Homer: [pounds fist] I got it! “Madman Moe’s Pressure Cooker”!
Barney: I like it!
Moe: Hey! How about, “Uncle Moe’s Family Feedbag”?
Barney: I hate it.
[outside, a truck horn honks]
Moe: Oh, boy! The deep fryer’s here. Heh heh, I got it used from
the navy. You can flash-fry a buffalo in forty seconds.
Homer: Forty seconds? But I want it now!
His plan falls apart when he says “freakin'” in front of a kid, the sort of language Flanders “would expect at Denny’s, but not here!” Everything is converted back to a dank bar, including Moe getting rid of the fire extinguishers because he has “too many bad memories.”

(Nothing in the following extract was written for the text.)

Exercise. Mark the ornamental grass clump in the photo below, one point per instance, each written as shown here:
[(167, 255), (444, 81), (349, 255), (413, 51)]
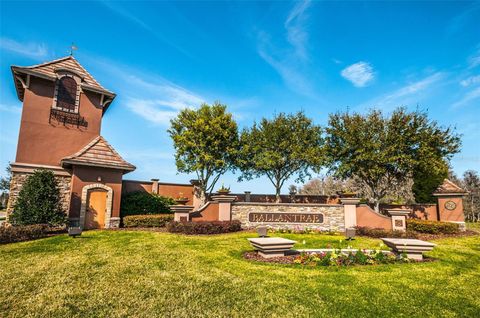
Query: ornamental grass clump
[(339, 258), (433, 227)]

Still, Bart selling his soul is really the highpoint. His search to get it back is hilarious, as the writers repeatedly acknowledge how absurd it is that what is important to Bart is important to anyone else. Bart asks the exterminator at Milhouse’s place if Milhouse was carrying a piece of paper with him, and the exterminator responds, “Oh yeah. You don’t forget a thing like that.” The Comic Book Guy ends up buying Bart’s soul, and immediately selling it off. This leaves Bart powerless, and just as he admits that he needs his soul back, his prayers are answered. By Lisa, who turns out to be the buyer from the comic book store. It’s actually a pretty touching moment, one of the best in the history of the show, and the perfect way to end my favorite episode.